Le caniche jordanien ose aboyer (doucement) contre son maître sioniste

EXCLUSIF AFP - Abdallah II accuse Israël d'entraver le projet nucléaire de la Jordanie
12 septembre 2012 à 20:07

Le roi Abdallah II a accusé mercredi Israël d'entraver le programme d'énergie nucléaire de la Jordanie, et mis en garde contre une "fragmentation" de la Syrie et un débordement du conflit dans les pays voisins, dans une interview exclusive à l'AFP.
Le souverain hachémite, dont le pays cherche à développer l'énergie nucléaire pour satisfaire ses besoins intérieurs croissants en électricité, a affirmé qu'une "forte opposition au programme d'énergie nucléaire de la Jordanie provenait d'Israël".
Les deux pays sont liés par un traité de paix depuis 1994.
"Lorsque nous avons commencé à nous diriger vers l'énergie nucléaire à des fins pacifiques, nous avons approché plusieurs pays (...) pour qu'ils travaillent avec nous", a expliqué le souverain au Palais royal à Amman. "Mais nous avons rapidement saisi qu'Israël faisait pression sur ces pays pour entraver toute coopération avec nous".
"Une délégation jordanienne approche ainsi un partenaire potentiel, et une semaine plus tard, une délégation israélienne vient demander à nos interlocuteurs de ne pas soutenir l'offre jordanienne sur le nucléaire", a-t-il ajouté.
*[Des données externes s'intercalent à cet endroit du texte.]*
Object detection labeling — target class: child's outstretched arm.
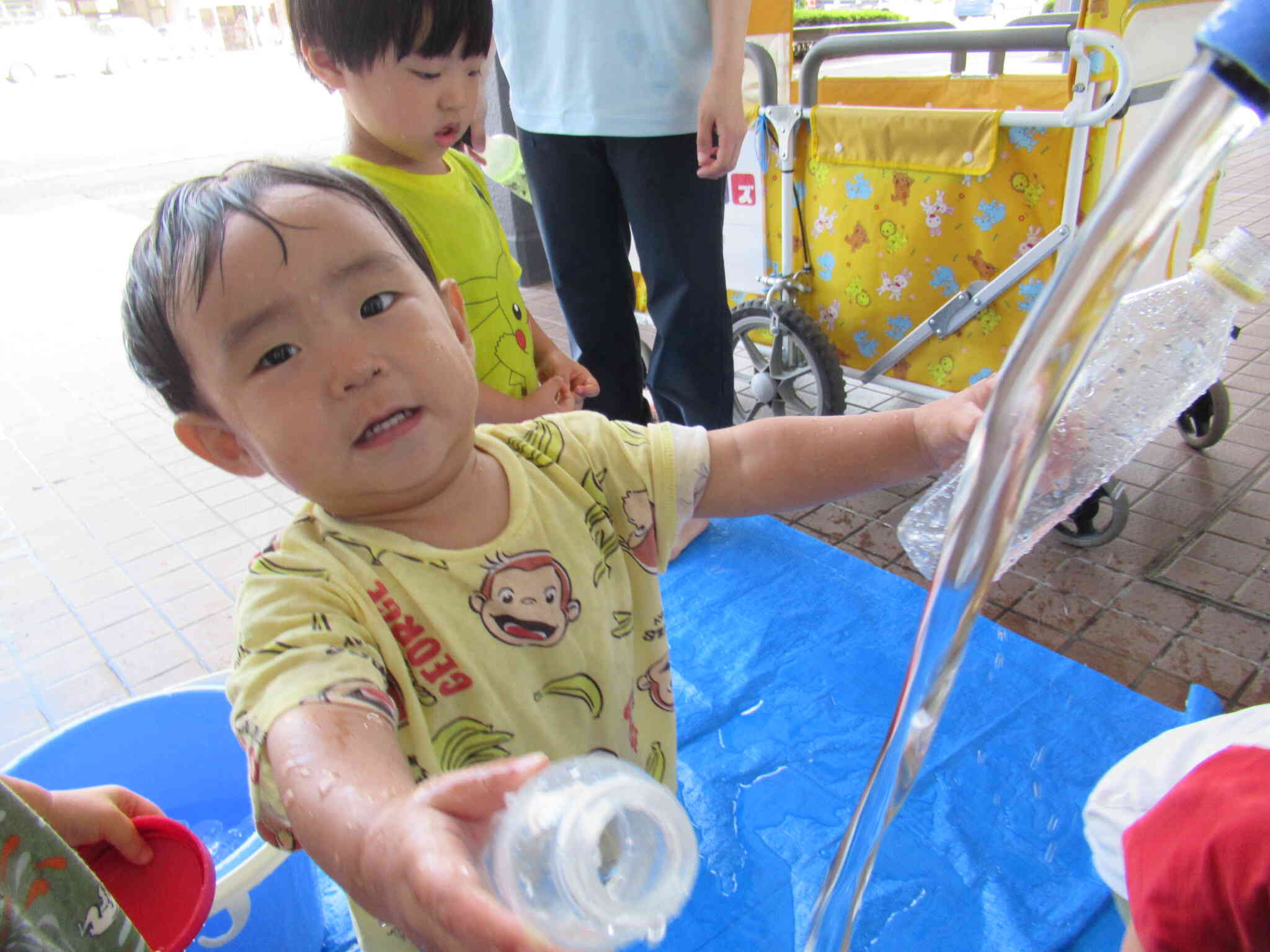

Israël, seule puissance nucléaire --officieuse-- de la région, a rejeté les critiques du roi, un haut responsable gouvernemental assurant que l'Etat hébreu "n'a jamais agi contre le programme jordanien".
"A chaque fois que nous avons été consultés sur ce projet, nous avons adopté une approche positive", a renchéri un autre responsable israélien.
La Jordanie, qui importe 95% de ses besoins en énergie, cherche à développer des alternatives au gaz égyptien qui couvre habituellement 80% de ses besoins pour produire de l'électricité, et dont l'approvisionnement a été plusieurs fois interrompu en raison d'attaques sur le gazoduc.
La Jordanie, dont le désert couvre 92% du territoire, souhaite utiliser l'énergie nucléaire notamment pour alimenter des usines de dessalement.
"L'énergie nucléaire sera le moyen le moins cher et le plus fiable de dessaler l'eau", a souligné le roi Abdallah II.
Il a expliqué qu'il faudrait environ 3,5 milliards de dinars (4,9 milliards de dollars) "pour une centrale qui représenterait un tiers de la capacité totale d'électricité produite en Jordanie aujourd'hui".
"Les attaques sur le gazoduc égyptien au cours des deux dernières années nous ont coûté déjà 2,8 milliards de dinars. Cela aurait payé au moins un réacteur".
Un consortium conduit par Areva et le japonais Mitsubishi est en compétition avec le russe Atomstroyexport pour construire la première centrale nucléaire jordanienne.
Une coentreprise du géant nucléaire français Areva, la JFUMC, a indiqué en juin avoir découvert plus de 20.000 tonnes d'uranium en Jordanie.